Thursday, January 8, 2009

a minor issue

I feel I should address one particular issue first, and that is the rage. It's just been boiling and bubbling, and it's about to consume us. 

Cardinals' fans are incensed. Bloggers are at the ready with pitchforks in hand and torches burning. The revolution is coming, and it won't be televised (it'll be blogged). 

Yes, here it comes. Wait for it, wait for it.... ummmm.... 

Well, keep waiting while I address some other issues. I may have mentioned somewhere along the way that (1) I'm a Tony follower (and you can take that however you like), and (2) I'm not super-familiar with the farm system. 

Oh, I've heard about the farm system. I'd even go as far as to say that I think it's pretty swell for a farm system (as farm systems go). In fact, I'd buy it a soda if we were at the same soda shop and it realized it forgot its wallet. (And it's always forgetting its wallet, isn't it?) And I wouldn't even expect to be paid back. (Not that it would do any good, anyway.) But other than what I read on the interweb and in the paper (just kidding! who reads the paper anymore?), I know very little about it. 

I'm the last person who should be picked to answer the question about prospects when we're all sitting in the VFW on Thursday night playing trivia for a $50 Wal-Mart gift card and a new set of wiper blades. In other words, is Todd his first name or his last name? That's right. (Okay, so maybe it's not quite that bad, but you get the idea.) 

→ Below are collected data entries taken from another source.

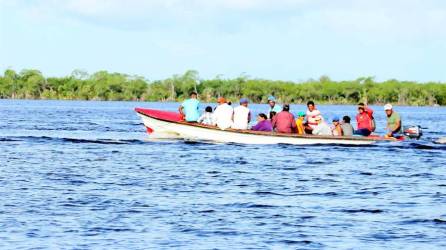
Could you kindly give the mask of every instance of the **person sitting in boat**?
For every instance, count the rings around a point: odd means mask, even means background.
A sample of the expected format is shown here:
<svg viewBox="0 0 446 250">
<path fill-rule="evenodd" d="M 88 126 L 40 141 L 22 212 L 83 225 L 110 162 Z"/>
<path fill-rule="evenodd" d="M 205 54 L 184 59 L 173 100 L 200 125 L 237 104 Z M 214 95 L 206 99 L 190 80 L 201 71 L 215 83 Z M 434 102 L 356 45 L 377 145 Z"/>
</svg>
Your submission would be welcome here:
<svg viewBox="0 0 446 250">
<path fill-rule="evenodd" d="M 257 124 L 251 128 L 254 131 L 273 131 L 273 125 L 264 113 L 257 115 Z"/>
<path fill-rule="evenodd" d="M 314 121 L 317 125 L 311 130 L 313 135 L 333 135 L 330 126 L 322 120 L 321 116 L 315 117 Z"/>
<path fill-rule="evenodd" d="M 227 129 L 232 126 L 232 116 L 234 109 L 226 103 L 226 99 L 219 97 L 218 106 L 214 111 L 214 125 L 220 129 Z"/>
<path fill-rule="evenodd" d="M 316 105 L 313 101 L 307 102 L 307 108 L 308 110 L 305 117 L 307 120 L 305 124 L 305 132 L 307 134 L 312 134 L 312 130 L 318 125 L 316 119 L 321 118 L 322 121 L 324 119 L 322 118 L 321 112 L 316 108 Z"/>
<path fill-rule="evenodd" d="M 350 116 L 344 116 L 342 117 L 341 122 L 341 128 L 342 128 L 342 134 L 345 136 L 352 136 L 353 135 L 353 126 L 350 124 Z"/>
<path fill-rule="evenodd" d="M 187 122 L 197 122 L 200 117 L 200 113 L 198 112 L 198 105 L 200 102 L 197 97 L 197 92 L 191 92 L 190 98 L 185 100 L 178 108 L 181 116 Z"/>
<path fill-rule="evenodd" d="M 360 102 L 358 104 L 358 107 L 363 107 L 364 112 L 370 117 L 370 120 L 372 121 L 372 132 L 376 129 L 376 123 L 375 123 L 375 117 L 373 117 L 373 109 L 371 109 L 368 105 L 365 105 L 363 102 Z"/>
<path fill-rule="evenodd" d="M 269 104 L 268 114 L 271 114 L 271 112 L 276 112 L 277 114 L 282 111 L 282 107 L 276 103 L 276 98 L 272 95 L 268 97 L 268 104 Z M 270 119 L 272 120 L 271 116 Z"/>
<path fill-rule="evenodd" d="M 333 123 L 333 127 L 331 128 L 331 133 L 334 136 L 342 136 L 342 127 L 341 127 L 341 123 L 339 122 L 339 117 L 335 116 L 332 119 L 332 123 Z"/>
<path fill-rule="evenodd" d="M 283 105 L 283 110 L 274 116 L 273 128 L 278 133 L 292 133 L 296 129 L 294 115 L 290 113 L 290 105 Z"/>
<path fill-rule="evenodd" d="M 276 116 L 276 115 L 277 115 L 277 113 L 274 111 L 269 112 L 269 120 L 272 122 L 274 119 L 274 116 Z"/>
<path fill-rule="evenodd" d="M 297 114 L 297 119 L 296 119 L 297 134 L 299 135 L 305 134 L 304 120 L 305 120 L 305 112 L 300 111 Z"/>
<path fill-rule="evenodd" d="M 248 129 L 248 124 L 251 121 L 251 111 L 248 108 L 248 99 L 240 99 L 240 106 L 234 108 L 232 128 L 234 129 Z"/>
<path fill-rule="evenodd" d="M 398 137 L 401 132 L 402 122 L 400 115 L 393 110 L 392 104 L 384 105 L 384 111 L 387 116 L 387 134 L 386 137 Z"/>
<path fill-rule="evenodd" d="M 358 128 L 355 131 L 356 135 L 369 136 L 372 133 L 372 119 L 370 119 L 370 116 L 362 106 L 358 107 L 356 122 L 358 124 Z"/>
<path fill-rule="evenodd" d="M 200 116 L 200 118 L 198 118 L 197 122 L 204 124 L 204 125 L 213 125 L 214 124 L 214 117 L 212 114 L 211 106 L 206 107 L 206 109 L 204 110 L 204 113 Z"/>
</svg>

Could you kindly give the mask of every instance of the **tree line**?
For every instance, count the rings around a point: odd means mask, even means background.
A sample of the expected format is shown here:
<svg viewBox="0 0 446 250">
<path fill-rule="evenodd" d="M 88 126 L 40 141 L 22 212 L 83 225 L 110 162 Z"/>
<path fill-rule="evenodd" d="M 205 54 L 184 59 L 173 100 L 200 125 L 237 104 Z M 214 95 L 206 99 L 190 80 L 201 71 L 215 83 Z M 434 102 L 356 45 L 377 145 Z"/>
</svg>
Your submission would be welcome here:
<svg viewBox="0 0 446 250">
<path fill-rule="evenodd" d="M 241 75 L 236 78 L 217 76 L 201 79 L 197 71 L 150 81 L 140 76 L 99 71 L 88 74 L 75 70 L 65 77 L 45 77 L 35 69 L 4 71 L 0 76 L 0 98 L 181 101 L 196 91 L 204 102 L 215 102 L 220 96 L 236 102 L 247 97 L 265 103 L 274 95 L 283 103 L 305 103 L 314 100 L 326 104 L 394 103 L 399 105 L 446 105 L 446 84 L 419 83 L 395 79 L 377 82 L 373 77 L 334 81 L 327 76 L 303 82 L 276 81 Z"/>
</svg>

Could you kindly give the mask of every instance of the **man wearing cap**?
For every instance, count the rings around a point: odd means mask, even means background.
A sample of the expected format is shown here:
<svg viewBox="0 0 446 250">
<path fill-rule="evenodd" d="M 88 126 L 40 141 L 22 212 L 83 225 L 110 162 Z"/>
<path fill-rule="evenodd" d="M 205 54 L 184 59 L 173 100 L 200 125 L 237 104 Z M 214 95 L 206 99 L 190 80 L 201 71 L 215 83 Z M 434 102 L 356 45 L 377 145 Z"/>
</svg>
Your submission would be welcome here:
<svg viewBox="0 0 446 250">
<path fill-rule="evenodd" d="M 294 115 L 290 113 L 290 105 L 283 105 L 283 110 L 274 116 L 273 128 L 278 133 L 292 133 L 296 129 Z"/>
<path fill-rule="evenodd" d="M 200 102 L 197 100 L 197 92 L 191 92 L 190 98 L 181 104 L 178 111 L 187 122 L 196 122 L 198 118 L 200 118 L 200 113 L 198 112 L 199 104 Z"/>
<path fill-rule="evenodd" d="M 333 117 L 333 119 L 331 121 L 333 123 L 333 127 L 331 128 L 331 133 L 334 136 L 344 135 L 344 133 L 342 132 L 341 123 L 339 122 L 339 116 Z"/>
<path fill-rule="evenodd" d="M 220 129 L 230 128 L 234 109 L 226 103 L 223 97 L 219 97 L 217 102 L 218 106 L 214 111 L 214 125 L 217 125 Z"/>
<path fill-rule="evenodd" d="M 384 105 L 384 111 L 387 115 L 387 126 L 386 129 L 388 133 L 387 137 L 395 137 L 401 131 L 401 117 L 400 115 L 393 111 L 392 104 Z"/>
<path fill-rule="evenodd" d="M 248 124 L 251 121 L 251 111 L 248 108 L 248 99 L 240 99 L 240 106 L 234 108 L 232 128 L 234 129 L 248 129 Z"/>
<path fill-rule="evenodd" d="M 328 126 L 328 124 L 322 120 L 321 116 L 314 118 L 314 121 L 317 123 L 317 125 L 311 131 L 313 135 L 333 135 L 330 126 Z"/>
<path fill-rule="evenodd" d="M 271 112 L 276 112 L 277 114 L 282 111 L 282 107 L 279 104 L 276 104 L 276 98 L 272 95 L 268 97 L 268 104 L 269 104 L 269 110 L 267 113 L 268 115 L 271 114 Z"/>
<path fill-rule="evenodd" d="M 305 134 L 304 120 L 305 120 L 305 112 L 300 111 L 297 114 L 297 119 L 296 119 L 297 134 L 299 135 Z"/>
</svg>

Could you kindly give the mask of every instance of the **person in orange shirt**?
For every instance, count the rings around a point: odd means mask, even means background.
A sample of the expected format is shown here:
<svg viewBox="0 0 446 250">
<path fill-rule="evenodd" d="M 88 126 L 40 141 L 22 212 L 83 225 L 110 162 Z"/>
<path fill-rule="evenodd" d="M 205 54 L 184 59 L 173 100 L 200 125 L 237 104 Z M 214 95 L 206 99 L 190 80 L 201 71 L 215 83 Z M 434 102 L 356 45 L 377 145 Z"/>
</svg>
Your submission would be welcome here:
<svg viewBox="0 0 446 250">
<path fill-rule="evenodd" d="M 305 112 L 301 111 L 297 114 L 296 119 L 296 127 L 297 127 L 297 134 L 303 135 L 305 134 L 305 127 L 304 127 L 304 120 L 305 120 Z"/>
</svg>

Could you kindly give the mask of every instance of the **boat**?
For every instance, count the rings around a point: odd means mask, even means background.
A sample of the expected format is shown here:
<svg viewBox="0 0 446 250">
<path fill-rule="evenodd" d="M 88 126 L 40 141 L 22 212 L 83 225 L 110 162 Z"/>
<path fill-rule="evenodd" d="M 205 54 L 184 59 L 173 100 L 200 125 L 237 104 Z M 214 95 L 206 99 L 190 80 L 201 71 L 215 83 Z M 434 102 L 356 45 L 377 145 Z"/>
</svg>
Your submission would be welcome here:
<svg viewBox="0 0 446 250">
<path fill-rule="evenodd" d="M 178 112 L 156 109 L 135 108 L 150 135 L 168 135 L 195 141 L 211 141 L 239 144 L 345 144 L 369 145 L 379 141 L 399 141 L 401 139 L 380 136 L 321 136 L 298 135 L 276 132 L 225 129 L 215 126 L 190 123 L 182 120 Z M 162 137 L 162 136 L 161 136 Z M 158 137 L 159 138 L 159 137 Z"/>
</svg>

Anyway, my point is that while I may not exactly be the pitchfork-wielding, hang-em-high type, I do have my reservations when it comes to the ability of the minor leaguers to save us all from ourselves. 

Colby "self-aggrandizing" Rasmus may end up being the greatest outfielder of all time (and somehow incorporate that into his uniform). 

The aforementioned Todd (and, yes, I do know that his first name is Jess) could redefine pitching excellence for our generation. (Ha ha, I even know that he's a pitcher!) 

Brett Wallace could put the likes of Hank Aaron and (forgive me for this) Mark McGwire to shame with his bat. (Completely naturally too, I'm sure.) 

But what if they don't? What if we count on these guys and they don't come through? Now I know that the whole point of Spring Training (besides getting to spend February and March anywhere besides Missouri) is to give them a chance to prove themselves. 

Tony and the staff will put the players through all kinds of tests (probably baseball-related, although who knows?), and they will decide who is best fit to play each position. They will (as Mr. Leach so eloquently explained last night) take into account seemingly extraneous factors such as who has produced and proven themselves in the past, as well as sportsmanship, attitude, and willingness to do whatever it takes. (No, Matthew did not mention these things specifically, but I could tell that he was implying them.) 

Based on performance (and these other factors), Tony and his coaches will formulate an opening day lineup (and fill up the 25-man roster) with (hopefully) the best options available. 

Great. That sounds like a super plan, right? The only problem is, if certain free agent players are available now, what would be so wrong with improving the team now? It's unlikely that we would be so lucky as to find another Kyle Lohse-like situation come spring, and it would be irresponsible to make plans around such a fantasy. 

Now, I'm not saying I don't ever want the young (or rather, inexperienced) guys to get a shot. I'm not endorsing using veteran free agents for every empty spot (and heaven forbid turning into the Yankees). I'm just saying that when September call-ups come around (or if we have room earlier than that, so be it), that would be my first choice for introducing the baby 'Birds to the big club. 

Maybe this should have been done last year for some (not to second-guess anyone), and maybe there will be an injury or other misfortune that allows one of the prospects to come around early (as we saw so many come around last year). 

The point is, it's hard for me to imagine placing all my faith in a player (or players) who hasn't (or haven't) actually played at the show. There are guys in the system who have been up to the show and had that taste of the big leagues. These guys, in my opinion, have passed the most important test, and they deserve a shot at starting. Perez, Motte, Mather, et cetera. (Of course, what do I know?) 

I'm also not saying that I'm disgruntled or enraged or anything. I'm not going to stop watching games if Moze doesn't make a big move soon. I'm not going to burn my BP jersey if he doesn't spend crazy amounts of money on a starting pitcher. I'm not going to light up my torch and march down to the stadium if we go into Spring Training with the team we have now. And I'm certainly not going to write a long blog post about how I would run the team if I were in charge. That would just be silly. 

I guess what I'm asking for is compromise. Just a little balance between the newbies and veterans. Maybe we already have that. Maybe I'm just blowing hot air. (Does that apply to writing?) Maybe we'll go into the season and have exactly what we need. Maybe this team--what we have right now--is the next world champion. And then maybe we'll have this exact same discussion next off-season. 

Okay, I'll stop now, since I probably stopped making sense (or using real words) a few paragraphs ago. If you'd like to explain to me how ridiculous (or just plain stupid) my thoughts are, please do so in the comments section. I promise I can take it.